When Joe or Alice opened a corner shop in the neighborhood they never thought of governance frameworks and policies. They knew they had to sell stuff at a price exceeding cost and make a living out of what is called profit. They may have
not known standard costing or absorption of fixed overheads nor understood variable cost, etc. They could have continued this way without any borrowings from financial institutions and being below the tax bracket. They may not need more employees and didn’t have the need to segregate duties to safeguard assets, etc.
If Joe wants to scale up and become an SME or become even bigger he has to invest more, expand beyond a one man show and put processes to sustain long term success. Therefore, impact of other stakeholders like financiers, employees, society, government, etc will start to increase. If the corner shop becomes a medium sized company then, external directors and internal control processes and many other structures will be required. Good corporate governance will make it easy to bring in outside expertise, attract funding, and ensure long-term sustainability. There are many researches and organizations like the OECD and IFC supporting this view.
Joe’s corner shop nor any other business does not exist in a static state. All businesses are constantly evolving due to volatility and uncertainty in the business world. This requires the role of the owner or the board also to evolve over time. As the corner shop evolves into a SME and matures, there will be a greater need to bring in outside directors. Those external board members may initially be most valued for their complementary skills. Such external director’s role will be useful to improve governance practices and to manage future related party transactions and potential conflicts of interests.
However there are many obstacles to implementing good governance measures in SMEs. These may include:
- a lack of understanding of board room dynamics and roles
- a lack of understanding of how independent non executive directors (NEDs) are supposed to work
- difficulty in finding high-quality NEDs who are independent.

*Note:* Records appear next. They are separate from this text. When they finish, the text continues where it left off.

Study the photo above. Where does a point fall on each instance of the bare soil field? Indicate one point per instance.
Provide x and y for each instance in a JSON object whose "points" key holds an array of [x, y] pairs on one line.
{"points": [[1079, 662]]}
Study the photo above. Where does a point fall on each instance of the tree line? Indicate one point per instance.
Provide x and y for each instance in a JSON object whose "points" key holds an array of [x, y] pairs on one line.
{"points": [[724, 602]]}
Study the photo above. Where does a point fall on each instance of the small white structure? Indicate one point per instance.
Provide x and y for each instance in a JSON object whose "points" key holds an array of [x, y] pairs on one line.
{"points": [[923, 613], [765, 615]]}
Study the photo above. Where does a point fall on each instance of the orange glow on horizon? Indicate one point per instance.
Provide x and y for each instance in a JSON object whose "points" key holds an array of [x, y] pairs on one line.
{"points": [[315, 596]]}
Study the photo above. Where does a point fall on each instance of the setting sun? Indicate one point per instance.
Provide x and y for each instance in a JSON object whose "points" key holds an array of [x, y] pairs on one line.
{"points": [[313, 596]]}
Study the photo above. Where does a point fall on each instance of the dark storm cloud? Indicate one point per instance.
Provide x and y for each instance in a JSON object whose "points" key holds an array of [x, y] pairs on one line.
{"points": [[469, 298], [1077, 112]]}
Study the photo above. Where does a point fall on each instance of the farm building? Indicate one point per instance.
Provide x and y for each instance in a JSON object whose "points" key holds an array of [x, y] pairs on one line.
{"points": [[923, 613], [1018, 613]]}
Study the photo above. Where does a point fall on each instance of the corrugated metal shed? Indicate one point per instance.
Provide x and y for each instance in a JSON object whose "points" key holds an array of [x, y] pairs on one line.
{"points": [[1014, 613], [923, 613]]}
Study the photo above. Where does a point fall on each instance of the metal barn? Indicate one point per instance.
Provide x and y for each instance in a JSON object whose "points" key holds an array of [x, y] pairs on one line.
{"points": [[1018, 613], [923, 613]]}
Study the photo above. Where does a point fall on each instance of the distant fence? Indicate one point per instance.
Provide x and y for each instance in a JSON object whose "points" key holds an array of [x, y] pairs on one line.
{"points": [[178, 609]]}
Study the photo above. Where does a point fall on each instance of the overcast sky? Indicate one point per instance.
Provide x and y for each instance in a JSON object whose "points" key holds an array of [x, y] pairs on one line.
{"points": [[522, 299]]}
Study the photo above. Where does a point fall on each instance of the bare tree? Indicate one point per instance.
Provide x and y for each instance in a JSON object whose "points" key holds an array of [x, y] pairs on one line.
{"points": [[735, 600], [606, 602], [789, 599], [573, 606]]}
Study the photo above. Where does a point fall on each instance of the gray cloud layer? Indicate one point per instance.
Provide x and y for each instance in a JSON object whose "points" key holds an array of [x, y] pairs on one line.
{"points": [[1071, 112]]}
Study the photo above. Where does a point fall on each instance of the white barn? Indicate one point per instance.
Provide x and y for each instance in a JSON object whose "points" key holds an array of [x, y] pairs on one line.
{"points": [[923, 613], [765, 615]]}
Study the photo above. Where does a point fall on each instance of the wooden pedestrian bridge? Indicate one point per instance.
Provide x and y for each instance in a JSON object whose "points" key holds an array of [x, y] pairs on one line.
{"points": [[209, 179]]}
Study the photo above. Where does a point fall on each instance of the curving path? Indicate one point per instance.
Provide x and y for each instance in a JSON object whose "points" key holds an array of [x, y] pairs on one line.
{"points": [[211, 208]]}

- a distrust about the positive results of raising corporate governance standards in the business
- failure to see the urgency of improving governance when compared with other pressing business issues, such as managing cash flow
- a concern about the additional costs.
There are many challenges to understanding the role that corporate governance can play in helping SMEs to grow. The biggest challenge is to make the owners of SMEs to take the time to understand what corporate governance means and how improving it could benefit the business. Another challenge is the belief that, in an economy characterised by widespread corruption or weak enforcement of laws and regulations, implementing corporate governance standards will lead to frustration and have limited impact.